Dengan suara bergetar dan air mata yang mengalir, pria yang lebih dikenal dengan nama Bang Madun ini menuntut agar para food vlogger bertanggung jawab atas dampak yang ditimbulkan oleh konten-konten mereka.

"Lo puas sama konten-konten lo. Tapi lo udah banyak nyakitin gue. Berkat konten-konten lo, orang banyak udah ngancurin usaha gue,"bebernya.

Ia merasa para food vlogger hanya memikirkan keuntungan pribadi dengan cara membuat konten viral tanpa mempertimbangkan akibat yang ditimbulkan bagi usaha kecil seperti miliknya. Dampak dari ulasan tersebut, begitu besar hingga membuatnya merasa hampir kehilangan akal sehat.

"Gue hancur, sehancur-hancurnya. Untung enggak gila, untung gue enggak bundir (bunuh diri)," ungkapnya sambil menangis.

Nyak Kopsah menggambarkan betapa kerasnya dunia usaha yang dijalani, terutama sebagai seorang perintis yang membangun bisnisnya dari nol, bukan sebagai pewaris yang mendapat keuntungan tanpa perjuangan.

Dalam kondisi emosional yang sangat terguncang, ia mengungkapkan bahwa saat ini yang bisa dipertahankan hanya harga diri.

"Gue mempertahankan gimana caranya biar saudara gue bisa makan." kata Nyak Kopsah dengan isak tangis yang tak terbendung.

Persoalan ini bermula pada tahun 2023, ketika seorang food vlogger bernama A Juju mengunjungi warung Madun Oseng dan memberikan ulasan mengenai pengalamannya di sana.

Dalam video yang beredar luas di media sosial, Juju memberikan kritik terhadap beberapa aspek warung tersebut. Ia menyoroti aroma tidak sedap yang berasal dari lokasi warung yang berada di dekat sungai, serta kondisi tempat kurang rapi.
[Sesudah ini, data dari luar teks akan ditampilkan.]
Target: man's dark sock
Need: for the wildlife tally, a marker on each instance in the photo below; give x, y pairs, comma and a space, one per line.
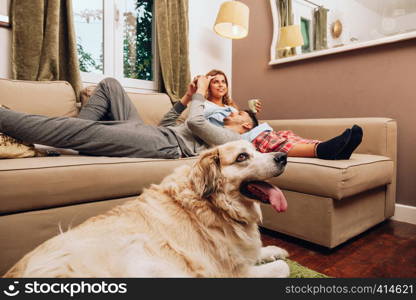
355, 141
333, 147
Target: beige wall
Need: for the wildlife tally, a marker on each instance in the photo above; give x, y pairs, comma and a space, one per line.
372, 82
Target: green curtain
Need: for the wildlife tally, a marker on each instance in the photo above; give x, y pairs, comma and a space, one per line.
320, 28
44, 42
286, 18
172, 27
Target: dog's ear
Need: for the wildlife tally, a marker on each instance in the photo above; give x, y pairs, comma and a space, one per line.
206, 174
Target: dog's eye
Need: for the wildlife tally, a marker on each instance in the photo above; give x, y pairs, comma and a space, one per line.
242, 157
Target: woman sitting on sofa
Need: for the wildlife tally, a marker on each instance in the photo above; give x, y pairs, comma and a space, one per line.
220, 105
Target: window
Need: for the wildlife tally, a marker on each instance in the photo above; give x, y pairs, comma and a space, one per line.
116, 38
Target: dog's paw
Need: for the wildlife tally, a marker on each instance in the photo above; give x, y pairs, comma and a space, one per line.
275, 269
280, 269
271, 253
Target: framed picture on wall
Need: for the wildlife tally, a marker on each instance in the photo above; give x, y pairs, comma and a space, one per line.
4, 13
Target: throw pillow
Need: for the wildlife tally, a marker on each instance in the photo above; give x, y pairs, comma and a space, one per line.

"Ini beneran deh aromanya kurang wangi gitu. Nah ini dia tempatnya, agak berantakan tapi enggak apa-apa." ungkap Juju dalam videonya.

Meskipun kritik tersebut disampaikan dengan niat untuk memberikan masukan, dampaknya jauh lebih besar dari yang diharapkan. Ulasan tersebut justru memicu reaksi negatif dari banyak orang. Hingga akhirnya berdampak pada penurunan jumlah pengunjung dan berujung pada kerugian finansial yang sangat besar bagi Nyak Kopsah.